Fällfors, Byskeälven

Fällfors, Byskeälven

Length
215 km
Avg. Flow
40 m³/s
Temp
Flow
OPTIMAL

Fällfors is a fish counter on Byskeälven that monitors salmon and trout as they move through the river system. It is located about 28 km upstream from the sea, so the data reflects fish that have already passed the lowest part of the river. For anglers, the counter is useful because it shows whether fish are moving, how the season is developing, and how current activity fits the wider migration pattern. It should be read together with water level, temperature and catch reports, not as a direct forecast of fishing success.

Quick facts

28km
Distance from sea
Riverwatcher (Vaki)
Counter type
Infrared scanner with camera
Technology

How to read the historical migration charts

The charts show recorded migration at this monitoring point across available seasons. They help compare years, identify the main migration window and see whether the current season is early, late or close to average. Treat them as data from one fixed point, not as a complete picture of fishing quality across the river.

The annual chart compares the strength of different seasons at Fällfors. It can show whether a year had a high or low recorded count, but it should be read with care if the counter was not active for the full season, the data source changed, or some records were later corrected. The cumulative curve shows how quickly fish moved through the counter during the season.

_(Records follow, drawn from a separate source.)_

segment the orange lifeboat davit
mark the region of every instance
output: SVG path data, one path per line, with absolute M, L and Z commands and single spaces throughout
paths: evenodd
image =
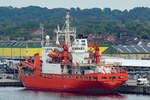
M 64 64 L 68 64 L 68 46 L 67 45 L 57 45 L 60 48 L 63 48 L 63 51 L 54 50 L 48 54 L 50 58 L 58 59 L 59 61 L 64 60 Z
M 48 54 L 51 58 L 57 58 L 59 56 L 59 51 L 53 51 Z

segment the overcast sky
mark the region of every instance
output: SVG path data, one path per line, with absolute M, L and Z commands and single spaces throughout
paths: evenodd
M 0 6 L 26 7 L 41 6 L 51 8 L 112 8 L 132 9 L 134 7 L 150 7 L 150 0 L 0 0 Z

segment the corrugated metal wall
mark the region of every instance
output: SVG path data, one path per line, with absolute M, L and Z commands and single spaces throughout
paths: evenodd
M 99 47 L 100 54 L 105 56 L 150 56 L 150 54 L 103 54 L 103 52 L 109 47 Z M 91 48 L 88 48 L 91 49 Z M 92 49 L 94 50 L 94 49 Z M 28 52 L 27 52 L 28 51 Z M 23 57 L 34 56 L 35 53 L 39 53 L 42 56 L 42 48 L 6 48 L 0 47 L 0 56 L 7 57 Z
M 99 47 L 100 54 L 105 51 L 108 47 Z M 28 52 L 27 52 L 28 51 Z M 22 57 L 22 56 L 34 56 L 35 53 L 39 53 L 42 56 L 42 48 L 0 48 L 0 56 L 8 57 Z
M 28 51 L 28 52 L 27 52 Z M 19 57 L 19 56 L 34 56 L 39 53 L 42 56 L 42 48 L 0 48 L 0 56 Z

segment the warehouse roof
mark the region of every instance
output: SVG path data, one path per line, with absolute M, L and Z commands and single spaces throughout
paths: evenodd
M 21 48 L 21 47 L 41 47 L 40 41 L 0 41 L 0 47 Z
M 50 44 L 55 44 L 55 41 L 50 41 Z M 0 47 L 4 48 L 41 48 L 41 41 L 0 41 Z
M 149 54 L 150 45 L 112 45 L 104 53 Z

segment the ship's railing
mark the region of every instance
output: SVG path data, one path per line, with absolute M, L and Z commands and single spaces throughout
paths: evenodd
M 126 73 L 123 68 L 116 68 L 117 73 Z
M 126 71 L 122 68 L 119 68 L 119 67 L 114 67 L 114 66 L 104 66 L 103 68 L 103 72 L 105 74 L 108 74 L 108 73 L 126 73 Z
M 113 66 L 115 64 L 104 64 L 104 63 L 101 63 L 100 65 L 97 65 L 97 64 L 78 64 L 79 66 Z
M 120 59 L 150 59 L 150 54 L 102 54 L 101 57 L 120 58 Z
M 77 75 L 77 74 L 41 74 L 44 78 L 55 78 L 55 79 L 78 79 L 78 80 L 97 80 L 97 76 Z

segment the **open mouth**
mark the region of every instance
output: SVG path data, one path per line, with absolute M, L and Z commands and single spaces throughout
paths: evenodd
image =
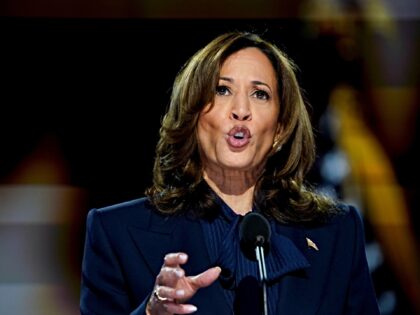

A weekly or monthly chart helps identify the main migration window. For anglers, this is often more useful than one daily number, because it shows when movement builds, peaks and slows down. The best reading comes when historical migration is compared with current water level, temperature and fresh reports from the sections you plan to fish.

Historic totals

6,654
Best season (2020)
~4,100
Average, full seasons
2,892
Lowest full season (2022)

Where the counter is and why location matters

The Fällfors fish counter is positioned in the lower part of the river system, although not directly at the river mouth. A salmon recorded here has already passed the lowest stretches before reaching the counter.

Location matters because the counter shows fish passing one fixed point, not the whole river. It does not count every fish in every pool or describe conditions across all fisheries. This is important when comparing the data with catch reports from different sections.

For anglers, the key question is where the planned fishing area sits in relation to the counter. Below Fällfors, some counted fish may already have moved through. Above Fällfors, the count can help show how many fish have reached that part of the system.

How the fish counter works

The Fällfors counter uses a Vaki Riverwatcher system. Fish pass through a counting frame, where infrared scanner plates detect movement and record the fish’s silhouette. The system can also register direction, which helps separate upstream and downstream movement.

  1. A fish passes through the counter frame.
  2. Infrared beams record its shape and movement.
  3. The system estimates size and direction.
  4. A camera records a short clip for visual control.
  5. Records can later be checked and corrected manually.

Live data should be treated as preliminary. It gives a useful real-time signal, but final numbers may change after review, especially if species identification, size or repeated movements need to be checked.

What the live data can and cannot tell you

Use the counter as a migration signal, not a fishing forecast. The live data can show whether fish are moving through Fällfors now, how active the last few days have been, and whether the season is starting to build. It can also help compare the current run with earlier periods and recent catch reports.

The counter does not tell you whether salmon are taking flies or lures. It does not show where fish are holding, which pool is best today, or how much angling pressure there is on a specific stretch. A high daily count can be useful, but it does not automatically mean that every permit area on Byskeälven is worth fishing.

For trip planning, the strongest signal comes when several things line up: fresh movement through the counter, suitable water level, stable or improving temperature, and recent catch reports from the section you want to fish. If only one signal looks good, treat the data with more caution.